Come in tutto l'album, la narrazione sfiora il ridicolo ma è un ridicolo
sublimato da una sorta di onestà visionaria (la voce di Repetto è
allucinata e spiazzante, come fosse sempre in acido), da una bontà
strutturale, e da un senso musicale che lascia a bocca aperta. La testa
è in fiamme. Voglia di cosce e sigarette, Bugo un bel po' di anni prima,
è uno stomp kamikaze chitarra e voce, lo slancio suicida siglato da
ululati, l'inseguimento dell'abbruttimento massimo, della ricompensa
masochistica, voglia di sesso a LA: Voglia di cosce e di sigarette/più
che mangiare respiro la gente/ste cameriere cerbiatte puttane/del loro
volto inquadro le labbra/e dagli specchi il corpo dall'alto...vedo tre x
e le scale in discesa/giù coreane che ballano in pista/non è il mio
target riesco su in strada/buio e coriandoli di calze e tacchi/donne e
stivali che battono il tempo/Michi il mio amico senza vino
s'angoscia/come i giocattoli ci piacciono tutte£". Un climax nevrotico.

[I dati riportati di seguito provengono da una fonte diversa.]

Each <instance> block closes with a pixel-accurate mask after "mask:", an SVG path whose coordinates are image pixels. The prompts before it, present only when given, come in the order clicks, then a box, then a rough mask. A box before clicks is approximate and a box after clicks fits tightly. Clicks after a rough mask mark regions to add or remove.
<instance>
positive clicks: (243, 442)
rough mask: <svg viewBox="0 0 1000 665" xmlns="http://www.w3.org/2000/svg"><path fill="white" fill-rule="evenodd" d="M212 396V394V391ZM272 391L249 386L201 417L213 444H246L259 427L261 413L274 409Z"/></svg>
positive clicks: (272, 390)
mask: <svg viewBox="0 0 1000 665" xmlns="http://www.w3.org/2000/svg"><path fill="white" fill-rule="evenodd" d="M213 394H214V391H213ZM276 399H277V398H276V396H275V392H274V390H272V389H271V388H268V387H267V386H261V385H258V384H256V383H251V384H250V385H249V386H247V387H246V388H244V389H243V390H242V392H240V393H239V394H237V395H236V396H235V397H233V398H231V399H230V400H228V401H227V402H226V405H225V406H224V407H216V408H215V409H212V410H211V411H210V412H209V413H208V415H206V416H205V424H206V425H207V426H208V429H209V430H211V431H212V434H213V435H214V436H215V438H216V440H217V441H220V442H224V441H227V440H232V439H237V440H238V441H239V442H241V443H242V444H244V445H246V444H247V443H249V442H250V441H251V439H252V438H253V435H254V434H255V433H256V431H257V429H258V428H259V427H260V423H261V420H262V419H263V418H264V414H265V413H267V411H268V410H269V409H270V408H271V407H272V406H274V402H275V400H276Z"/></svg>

E' a questo punto che sfila la seconda parte del disco. Due fumetti
funky come Però dai sì, disegnato attorno a Francesca Touré ("Su va da
lui Francè"), e Porno a Las Vegas, con la sarabanda di due di picche che
si conclude con la Pay TV in hotel. Per poi aprire vertiginosamente ai
tre capolavori finali. La sospesa bossa brasiliana di Nual. L'ultima
convulsa, psicotica, scena di caccia di Ma mi caghi?, con sporchi
hip-hop grooves accelerati, pompa urbana e la voce di Repetto mai così
abbandonata e in fuga, inseguita da un sax in febbre free. E la
conclusiva Fiori o formiche?, chitarra e voce, un quadretto di una
purezza toccante che suona come un testamento perfetto, catturato nel
cuore della vita, e sigilla un lavoro immacolato, non solo
generazionale, che trascende quello status da culto trash che lo ha
accompagnato in questi anni per spiegarsi semplicemente come uno dei più
importanti dischi della storia della canzone italiana: "Dio sarà un
mattino/boom di luce tra mare e sabbia/Dio è un bambino che sta giocando
a Subbuteo/blu blu dammi la forza di guardare giù/blu blu dammi la forza
di guardare giù/Dio sarà mia moglie e le sue calze e il suo
reggiseno/Dio è una sbronza ***** oggi se ho lavorato /stelle: fiori o
formiche cosa siamo/stelle: fiori o formiche cosa siamo/Dio sarà un
anello di mia figlia al suo matrimonio/Dio è quel momento che ho già
visto in un'altra vita/blu blu dammi la forza di guardare giù/blu blu
dammi la forza di guardare giù/Dio sarà una cena con mio padre e il bene
che gli voglio/Dio è il profumo di mia sorella al primo dormo
fuori/stelle: fiori o formiche cosa siamo/stelle: fiori o formiche cosa
siamo".
Subito dopo "Brandi's Smile", che è un flop totale, sembra che Mauro
Repetto si sia trasferito a Parigi, dove è diventato responsabile
marketing di Eurodisney. Residente a Mareuil Les Meaux, "vive d'arte e
d'amore": si è sposato con una designer e ha realizzato un
cortometraggio intitolato "Point Mort".